I attacked the second corner a lot faster this time, and was quick to realise that body roll was down by a big margin. The 31:69 torque split works to ensure the car follows the intended line, and helps cut oversteer. Out of the corner, I went hard on the throttle and the car catapulted forward as the engine unleashed all 367 horses, while my head dug into the headrest. Next corner, hard on the brakes with ABS, ESP and 360mm front discs working overtime, I flung the car into the right hander, riding the kerbs as the inside front tyre kissed the apex, and accelerated out with a confident heavy right foot. And that’s the beauty, all that drama and it didn’t bite back once.
The car gave me the feeling of being in control, and I could push it around corners without having to worry about ending up in the gravel traps. The C43 AMG is the new breed of tier 2 performance cars that attempt to strike a balance between track and road performance. A couple more laps and I was rather sure, the C 43 knows how to strut its stuff on track. Laying down the power was rather easy, the electronics keeping the rear in check, while corner exit were certainly quicker thanks to the 4MATIC system distributing the power well all round. The big AMG rotors offered ample bite at all times, and the paddle shifters certainly helped me stay in charge of the gear changes.
You don’t have to be a track veteran or an experienced driver to be able to use all the power and grunt the C 43 offers. It’s a car meant for enjoying a bit of enthusiastic driving without worrying about making a mistake, thanks to its forgiving nature. What’s noteworthy is how easily the car changes character, and that’s something that impressed me the most. We’ve only had a chance to drive the car on track, and it remains to be seen how the C 43 AMG will feel on our roads. That said, Comfort mode did seem apt for city driving, and I expect the suspension to be pliant, probably just a shade stiffer than the regular C-Class.
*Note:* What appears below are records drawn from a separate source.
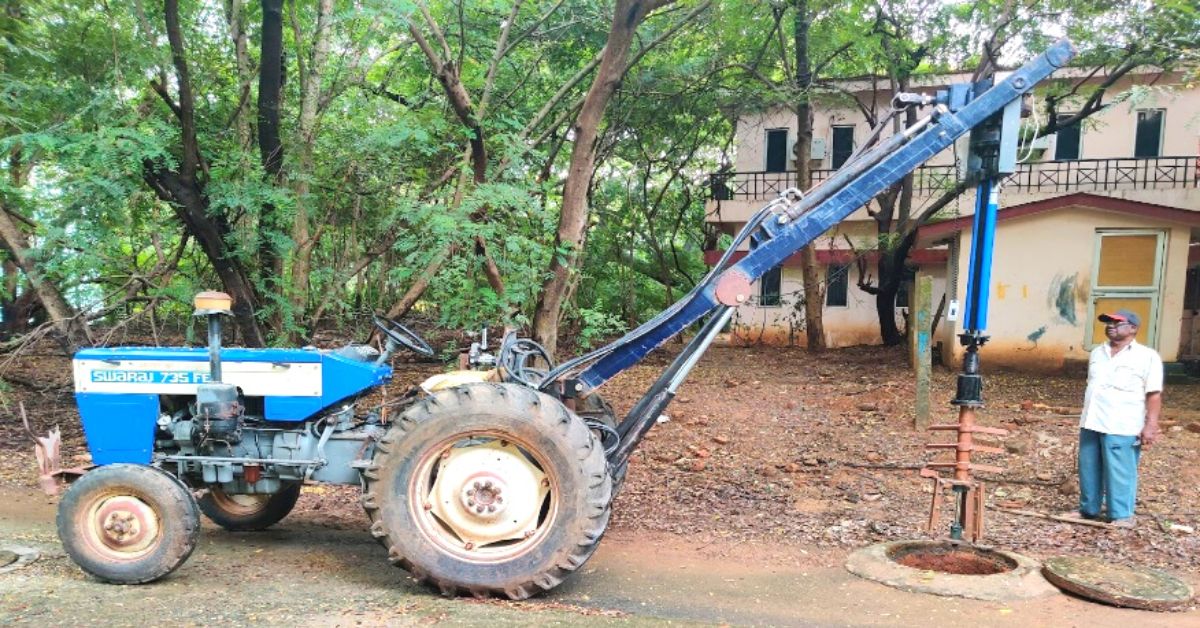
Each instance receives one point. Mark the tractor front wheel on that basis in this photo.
(129, 524)
(241, 513)
(489, 489)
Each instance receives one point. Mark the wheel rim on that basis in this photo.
(484, 497)
(239, 504)
(123, 527)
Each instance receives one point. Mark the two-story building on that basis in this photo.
(1099, 216)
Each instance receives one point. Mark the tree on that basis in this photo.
(628, 16)
(924, 36)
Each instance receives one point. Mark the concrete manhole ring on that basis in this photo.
(12, 557)
(1021, 580)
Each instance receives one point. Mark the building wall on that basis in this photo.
(1108, 133)
(1032, 327)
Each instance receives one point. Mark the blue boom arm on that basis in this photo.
(793, 225)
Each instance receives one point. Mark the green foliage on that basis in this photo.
(385, 180)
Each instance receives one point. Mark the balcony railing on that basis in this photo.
(1127, 173)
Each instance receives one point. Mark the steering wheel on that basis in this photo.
(402, 335)
(517, 357)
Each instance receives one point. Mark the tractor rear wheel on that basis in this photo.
(129, 524)
(490, 490)
(241, 513)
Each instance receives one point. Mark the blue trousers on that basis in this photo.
(1108, 473)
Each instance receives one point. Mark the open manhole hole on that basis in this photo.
(951, 558)
(951, 568)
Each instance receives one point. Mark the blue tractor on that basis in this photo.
(495, 480)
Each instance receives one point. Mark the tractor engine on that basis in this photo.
(219, 416)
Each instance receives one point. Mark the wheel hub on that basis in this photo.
(126, 524)
(484, 496)
(487, 492)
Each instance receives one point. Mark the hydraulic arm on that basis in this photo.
(796, 219)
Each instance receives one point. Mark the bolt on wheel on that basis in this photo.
(489, 489)
(485, 494)
(129, 524)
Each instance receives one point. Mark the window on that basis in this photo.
(777, 150)
(837, 282)
(768, 287)
(1149, 139)
(843, 144)
(1067, 141)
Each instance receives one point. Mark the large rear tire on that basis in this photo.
(129, 524)
(490, 490)
(243, 513)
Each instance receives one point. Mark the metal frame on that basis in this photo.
(827, 204)
(783, 227)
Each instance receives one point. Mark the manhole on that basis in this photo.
(951, 558)
(1137, 587)
(947, 568)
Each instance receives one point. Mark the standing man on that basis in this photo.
(1121, 408)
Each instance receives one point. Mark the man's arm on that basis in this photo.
(1153, 407)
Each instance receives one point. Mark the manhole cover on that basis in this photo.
(1137, 587)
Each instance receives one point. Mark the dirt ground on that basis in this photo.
(771, 460)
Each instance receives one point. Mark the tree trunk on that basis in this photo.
(814, 292)
(72, 330)
(270, 147)
(235, 17)
(184, 191)
(192, 209)
(573, 220)
(310, 99)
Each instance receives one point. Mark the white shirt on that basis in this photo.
(1115, 401)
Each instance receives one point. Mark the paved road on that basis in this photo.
(306, 573)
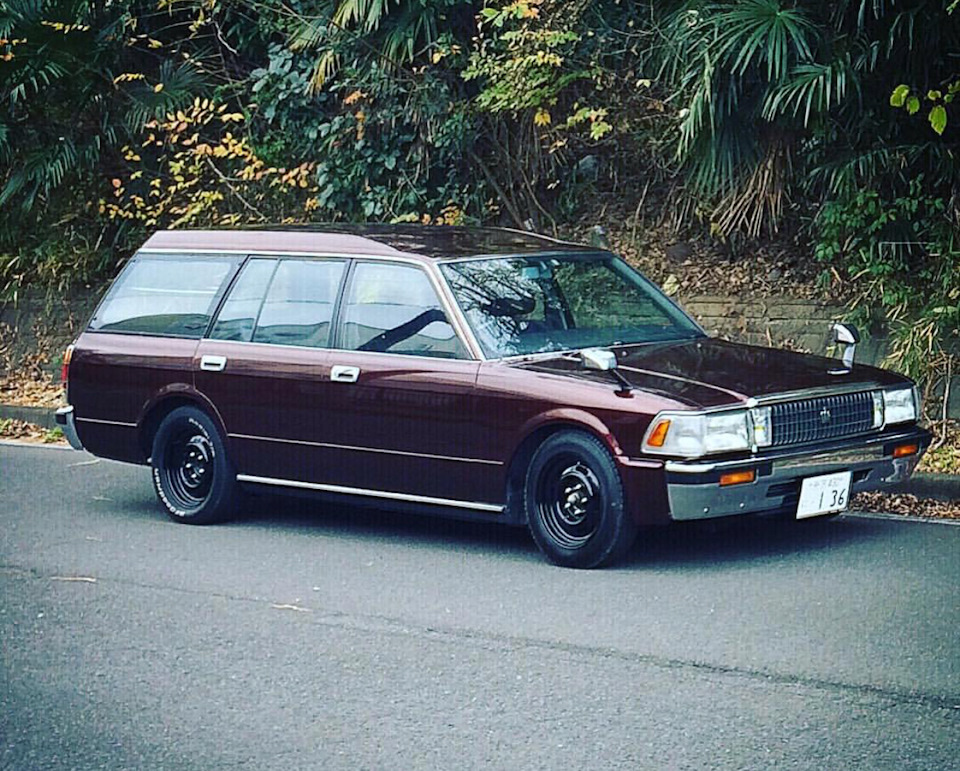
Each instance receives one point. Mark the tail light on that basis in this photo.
(65, 369)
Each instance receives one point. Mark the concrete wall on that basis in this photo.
(49, 324)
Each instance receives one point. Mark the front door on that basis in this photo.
(401, 404)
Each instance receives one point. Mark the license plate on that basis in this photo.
(824, 494)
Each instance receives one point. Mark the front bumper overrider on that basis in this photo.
(65, 419)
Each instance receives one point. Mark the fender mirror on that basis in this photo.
(845, 335)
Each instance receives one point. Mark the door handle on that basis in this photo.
(342, 374)
(213, 363)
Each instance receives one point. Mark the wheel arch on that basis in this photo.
(166, 402)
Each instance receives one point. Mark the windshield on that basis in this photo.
(524, 305)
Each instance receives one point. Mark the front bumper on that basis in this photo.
(68, 425)
(694, 491)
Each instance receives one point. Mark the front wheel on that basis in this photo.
(574, 502)
(192, 476)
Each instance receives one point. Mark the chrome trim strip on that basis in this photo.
(65, 418)
(742, 398)
(811, 393)
(284, 346)
(461, 328)
(107, 422)
(495, 509)
(367, 449)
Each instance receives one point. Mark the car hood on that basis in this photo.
(705, 372)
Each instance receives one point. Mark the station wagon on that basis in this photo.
(473, 372)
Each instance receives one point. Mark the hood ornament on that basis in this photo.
(847, 336)
(605, 361)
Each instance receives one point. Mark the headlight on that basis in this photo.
(691, 435)
(899, 406)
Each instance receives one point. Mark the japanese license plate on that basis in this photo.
(824, 494)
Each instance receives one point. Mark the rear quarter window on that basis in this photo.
(164, 295)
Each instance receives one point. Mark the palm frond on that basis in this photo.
(811, 89)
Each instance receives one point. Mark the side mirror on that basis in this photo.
(599, 359)
(847, 336)
(605, 361)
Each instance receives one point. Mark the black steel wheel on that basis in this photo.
(192, 475)
(574, 502)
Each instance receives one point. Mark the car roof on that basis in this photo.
(424, 241)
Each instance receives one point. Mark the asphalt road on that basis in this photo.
(320, 637)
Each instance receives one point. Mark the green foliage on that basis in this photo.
(738, 116)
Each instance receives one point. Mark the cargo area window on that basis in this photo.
(164, 295)
(239, 313)
(395, 309)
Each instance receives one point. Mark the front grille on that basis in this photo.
(826, 417)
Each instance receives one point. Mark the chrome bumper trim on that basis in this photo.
(67, 422)
(776, 487)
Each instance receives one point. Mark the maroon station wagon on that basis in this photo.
(484, 373)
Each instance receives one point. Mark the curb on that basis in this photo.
(941, 487)
(900, 518)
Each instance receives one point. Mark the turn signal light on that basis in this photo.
(737, 478)
(659, 434)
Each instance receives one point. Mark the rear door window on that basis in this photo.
(170, 295)
(299, 304)
(238, 316)
(395, 309)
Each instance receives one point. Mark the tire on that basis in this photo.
(192, 475)
(574, 502)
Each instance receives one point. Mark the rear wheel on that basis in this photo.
(192, 475)
(574, 502)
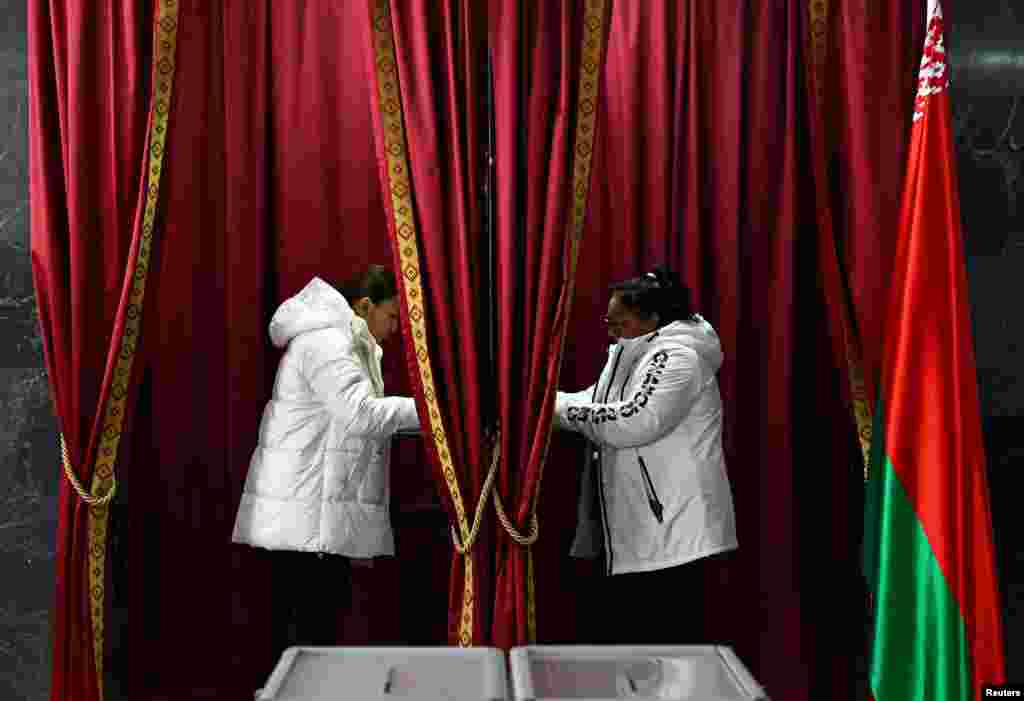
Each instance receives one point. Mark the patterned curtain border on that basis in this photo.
(818, 18)
(165, 43)
(406, 242)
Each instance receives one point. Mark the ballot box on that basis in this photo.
(681, 673)
(388, 674)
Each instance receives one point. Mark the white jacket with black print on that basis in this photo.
(654, 491)
(318, 479)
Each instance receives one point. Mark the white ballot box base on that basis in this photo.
(680, 673)
(388, 674)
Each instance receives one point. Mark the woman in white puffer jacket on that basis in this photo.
(317, 487)
(655, 501)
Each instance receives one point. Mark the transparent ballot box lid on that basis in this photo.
(387, 674)
(681, 673)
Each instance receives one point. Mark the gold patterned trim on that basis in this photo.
(406, 242)
(165, 42)
(818, 16)
(817, 11)
(587, 108)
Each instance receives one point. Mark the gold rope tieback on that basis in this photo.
(488, 490)
(85, 496)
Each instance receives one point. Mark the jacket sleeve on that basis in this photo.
(341, 383)
(563, 399)
(672, 380)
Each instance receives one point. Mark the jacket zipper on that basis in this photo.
(600, 474)
(655, 504)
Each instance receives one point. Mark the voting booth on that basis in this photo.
(388, 673)
(680, 673)
(526, 673)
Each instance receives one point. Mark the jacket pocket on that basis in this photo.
(652, 499)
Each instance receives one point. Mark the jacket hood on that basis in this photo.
(316, 306)
(695, 334)
(699, 336)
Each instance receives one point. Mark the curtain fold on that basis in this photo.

Performance should be usable too, and I do not think the C 43 AMG should have a hitch in turning into your everyday saloon. Switch to Sport+ and there’s lots of fun to be had on a race track or your favourite hill road. And as I mentioned, the price tag of Rs 74.35 lakh ex-showroom is a good deal for what the C 43 AMG has to offer in terms of comfort, luxury and not to forget, the performance. Of course, the C 43 AMG is a car that will not strike terror in your mind when you hear AMG and BIC together in a sentence.